A bit like asking if a hammer or a screwdriver is more useful. It depends on the work

out_of_protocol 1 year ago |

Why not go golang style, unix timestamp as nanoseconds, in signed int64. Maybe you can't cover millions of years with nanosecond precision, do you really need it?

commodoreboxer 1 year ago | |

With that precision and size, you can only cover the years from 1678 to 2262, which strongly limits your ability to represent historical dates and times.

azornathogron 1 year ago | | |

If you're representing dates back into the 1600s you need to keep in mind that calendar maths and things like "was this year a leap year" become more complicated. The Gregorian calendar was introduced in the 1500s but worldwide adoption took a long time - for example, the UK didn't adopt it until the 1700s. So you've got more than a century where just having "a date" isn't really sufficient information to know when something happened, you'll need to also know what calendar system that date is in.

Overall, this means if you're representing historical dates I would question whether a seconds-since-epoch timestamp representation is what you want at all, regardless of range and precision.

Edit: yes, you can kinda handle this as part of handling timezones, but still, it's complicated enough that you may want to retain more or different information if you're displaying or letting users enter historical dates.

out_of_protocol 1 year ago | | |

> represent historical dates and times.

With nanosecond precision? Just decide what you want to do beforehand, i bet even datetime don't make much sense for that time period, bare date would suffice. also, you'll likely need location, calendar system etc since real dates were not that standardized back then

nalgeon 1 year ago | |

Storing unix timestamp as nanoseconds is not Go's style, but you can do just that with this extension.

    select time_to_nano(time_now());
    -- 1722979335431295000

zokier 1 year ago |

I just wish people would stop using the phrase "seconds since epoch" (or equivalent) unless that is exactly what they mean.

I wonder what does

    select time_sub(time_date(2011, 11, 19), time_date(1311, 11, 18));

return?

ralferoo 1 year ago | |

Why do you wish that?

I can think of a few plausible reasons, but the only one that is really significant is "what epoch"? In the case of UNIX-based systems and systems that try to mimic that behaviour, that is well defined. But as you haven't said what your complaints are, it's hard to provide any counterpoint or justification for why things are as they are.

> time_date(1311, 11, 18)

That isn't defined in the epoch used by most computer systems, so all bets are off.

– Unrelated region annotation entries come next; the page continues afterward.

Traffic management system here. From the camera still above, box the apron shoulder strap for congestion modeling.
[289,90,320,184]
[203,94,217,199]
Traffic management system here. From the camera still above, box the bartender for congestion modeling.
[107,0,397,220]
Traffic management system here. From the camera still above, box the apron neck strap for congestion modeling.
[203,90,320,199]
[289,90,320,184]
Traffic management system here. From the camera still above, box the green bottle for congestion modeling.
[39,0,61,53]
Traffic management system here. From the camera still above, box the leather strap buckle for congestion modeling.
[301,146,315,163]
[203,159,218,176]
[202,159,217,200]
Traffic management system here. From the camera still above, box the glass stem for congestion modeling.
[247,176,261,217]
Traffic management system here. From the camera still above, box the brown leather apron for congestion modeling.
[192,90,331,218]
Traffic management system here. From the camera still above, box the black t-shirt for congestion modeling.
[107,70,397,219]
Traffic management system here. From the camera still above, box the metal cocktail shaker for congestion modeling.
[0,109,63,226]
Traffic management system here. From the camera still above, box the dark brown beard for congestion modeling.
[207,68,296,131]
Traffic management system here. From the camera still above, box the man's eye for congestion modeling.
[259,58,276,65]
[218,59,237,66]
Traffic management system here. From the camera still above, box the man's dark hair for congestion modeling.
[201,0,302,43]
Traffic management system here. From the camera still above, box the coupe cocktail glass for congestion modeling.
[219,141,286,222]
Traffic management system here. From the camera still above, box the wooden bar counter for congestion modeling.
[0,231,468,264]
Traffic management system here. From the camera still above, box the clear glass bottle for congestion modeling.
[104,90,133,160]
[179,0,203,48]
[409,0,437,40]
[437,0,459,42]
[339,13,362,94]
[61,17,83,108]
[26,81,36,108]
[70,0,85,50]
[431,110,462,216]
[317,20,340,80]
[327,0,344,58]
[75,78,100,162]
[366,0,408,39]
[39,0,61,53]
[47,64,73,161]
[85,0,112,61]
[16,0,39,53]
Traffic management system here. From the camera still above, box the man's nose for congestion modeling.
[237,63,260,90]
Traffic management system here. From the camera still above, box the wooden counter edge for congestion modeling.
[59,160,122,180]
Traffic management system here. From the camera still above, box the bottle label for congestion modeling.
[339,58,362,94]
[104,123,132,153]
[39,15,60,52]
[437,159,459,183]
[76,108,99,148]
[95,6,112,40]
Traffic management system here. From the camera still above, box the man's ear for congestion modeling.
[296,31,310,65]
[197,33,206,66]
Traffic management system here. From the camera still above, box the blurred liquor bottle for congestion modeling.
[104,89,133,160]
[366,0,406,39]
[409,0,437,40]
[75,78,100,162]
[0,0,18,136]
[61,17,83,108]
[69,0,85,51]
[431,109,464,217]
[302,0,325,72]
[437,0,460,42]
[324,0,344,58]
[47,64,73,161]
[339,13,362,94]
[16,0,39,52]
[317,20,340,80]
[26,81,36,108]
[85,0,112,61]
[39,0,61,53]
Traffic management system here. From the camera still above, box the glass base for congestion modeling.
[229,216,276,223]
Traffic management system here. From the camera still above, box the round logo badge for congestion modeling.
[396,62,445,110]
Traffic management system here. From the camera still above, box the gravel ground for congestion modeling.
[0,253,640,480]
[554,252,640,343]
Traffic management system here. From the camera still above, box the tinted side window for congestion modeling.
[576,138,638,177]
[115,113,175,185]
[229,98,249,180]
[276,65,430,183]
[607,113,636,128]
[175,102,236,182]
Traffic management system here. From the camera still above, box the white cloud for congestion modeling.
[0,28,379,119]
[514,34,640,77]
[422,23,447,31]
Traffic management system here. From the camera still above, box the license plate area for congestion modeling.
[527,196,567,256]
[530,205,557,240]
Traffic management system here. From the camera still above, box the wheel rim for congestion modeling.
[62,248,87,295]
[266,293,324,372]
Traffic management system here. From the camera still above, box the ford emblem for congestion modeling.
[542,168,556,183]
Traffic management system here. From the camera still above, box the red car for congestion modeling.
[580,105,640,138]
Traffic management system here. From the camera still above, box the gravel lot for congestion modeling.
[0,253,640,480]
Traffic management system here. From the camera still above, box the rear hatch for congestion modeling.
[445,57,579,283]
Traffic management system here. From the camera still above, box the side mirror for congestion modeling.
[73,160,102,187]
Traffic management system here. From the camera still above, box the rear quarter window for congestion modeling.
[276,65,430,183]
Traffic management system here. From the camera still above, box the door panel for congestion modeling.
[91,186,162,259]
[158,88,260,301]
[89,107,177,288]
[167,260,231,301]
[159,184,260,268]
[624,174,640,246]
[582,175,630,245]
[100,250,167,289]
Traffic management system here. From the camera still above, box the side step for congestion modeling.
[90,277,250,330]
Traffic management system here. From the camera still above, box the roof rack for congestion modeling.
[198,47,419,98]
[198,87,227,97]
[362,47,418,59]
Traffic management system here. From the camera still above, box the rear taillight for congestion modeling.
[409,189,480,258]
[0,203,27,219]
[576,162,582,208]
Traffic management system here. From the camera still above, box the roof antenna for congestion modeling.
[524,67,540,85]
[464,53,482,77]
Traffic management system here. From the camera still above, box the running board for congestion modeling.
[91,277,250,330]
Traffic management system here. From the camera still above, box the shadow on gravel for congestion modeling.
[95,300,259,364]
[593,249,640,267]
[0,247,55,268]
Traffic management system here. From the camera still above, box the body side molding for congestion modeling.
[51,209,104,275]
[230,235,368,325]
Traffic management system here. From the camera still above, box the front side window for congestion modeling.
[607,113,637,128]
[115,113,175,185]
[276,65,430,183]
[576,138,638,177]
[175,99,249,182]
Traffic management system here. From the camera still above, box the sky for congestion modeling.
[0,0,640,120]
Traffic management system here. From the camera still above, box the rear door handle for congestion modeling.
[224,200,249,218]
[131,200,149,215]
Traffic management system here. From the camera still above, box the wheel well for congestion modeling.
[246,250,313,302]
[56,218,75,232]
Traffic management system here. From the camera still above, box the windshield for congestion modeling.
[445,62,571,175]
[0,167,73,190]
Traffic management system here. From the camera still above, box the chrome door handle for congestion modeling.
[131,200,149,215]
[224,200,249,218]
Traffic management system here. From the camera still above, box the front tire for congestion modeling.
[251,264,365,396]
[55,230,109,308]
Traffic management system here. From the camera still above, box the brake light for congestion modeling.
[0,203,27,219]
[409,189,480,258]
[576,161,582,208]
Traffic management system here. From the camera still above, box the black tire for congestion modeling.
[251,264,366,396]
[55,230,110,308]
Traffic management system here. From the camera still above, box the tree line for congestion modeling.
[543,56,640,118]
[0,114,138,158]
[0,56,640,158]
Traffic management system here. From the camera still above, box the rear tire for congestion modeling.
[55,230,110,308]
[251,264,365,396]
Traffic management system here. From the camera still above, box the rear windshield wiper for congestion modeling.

Perhaps it'll return MAX_INT, MIN_INT, 0, something that's plausible but doesn't take into calendar reforms that have no bearing on the epoch being used, or perhaps it translates into a different epoch and calculates the exact number of seconds, or anything else. One could even argue that there are no valid epochs before GMT/UTC because it was all just local time before then.

But of course, you can argue either way whether -ve values should be supported. Exactly 24 hours before 1970-1-1 0:00:00 UTC could be reasonably expected to be -86400, on the other hand "since" strongly implies positive only.

Other people might have entirely different epochs for different reasons, again within the domain it's being used, that's fine as long as everyone agrees.

Or did you have some other objection?

zokier 1 year ago | | |

The problem with "seconds since epoch" expression is that almost always it doesn't mean literally seconds since epoch, but instead some unix-style monstrosity. And it's annoying that you need to read some footnote to figure out what exactly it means; it's annoying that it is basically a code-phrase that you just need to know that it's not supposed to be taken literally.

nalgeon 1 year ago | |

> If the result exceeds the maximum value that can be stored in a Duration, the maximum duration will be returned.